Even as they became less nomadic and assimilated into a new culture, ancestral biases still followed them.

Ida Närhi was born in central Finland in 1872. Though her birthplace was in the Church Records as being in Vesanto, Finland, they were nomadic Sami and moved from place to place as each year progressed. They would spend transition time between summer and winter around Kemijärvi and she always considered this her favorite area. When looking at genealogical records, her village of residence in early life included at least five towns and villages where the family might stay for part of the year. Ida was my great-grandmother.

She stayed single until relatively late in life. She was 25 when she married Otto Johan Kinnunen in 1896. He was from a neighboring family group who had wintered for generations near Viitasaari.

As time marched on in the late 1800s, they gradually left the nomadic life and spent more of the year in central Finland – especially as their family grew. In 1897 my grandmother Helmi was born. In 1899, Otto John came along. Another daughter, Nellie was born in 1903. And finally, Wilho brought up the end of the family in 1910.

As a family, they were caught in a difficult position.

They had no land; no farm and Otto worked as a laborer for several neighbors. As the family grew his income could not easily support them. As Sami’s, they were discriminated against and had fewer rights than the rest of the Finnish population.

After Wilho was born, life was unsustainable and so the decision was made to emigrate to America. They came a different route than many other Finnish immigrants.

They sailed from Kemi, Finland to England and left Bristol on the ship Royal George on Feb. 25, 1914.

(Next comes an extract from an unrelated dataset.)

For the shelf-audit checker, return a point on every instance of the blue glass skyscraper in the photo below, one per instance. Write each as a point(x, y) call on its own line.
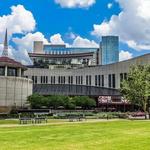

They arrived in St. John, New Brunswick and traveled by rail to the U.S., crossing the border on March 5. The manifest lists his occupation as “laborer” and their previous residence as Kemi with a destination of Hibbing, Minnesota. They stayed with a Finnish family for a time, whose name I have not been able to find, but the address was given as Stuntz Location, Hibbing. After a brief time with Otto working in the mines and Ida working as a domestic in neighboring households, they began a search for property they could call their own.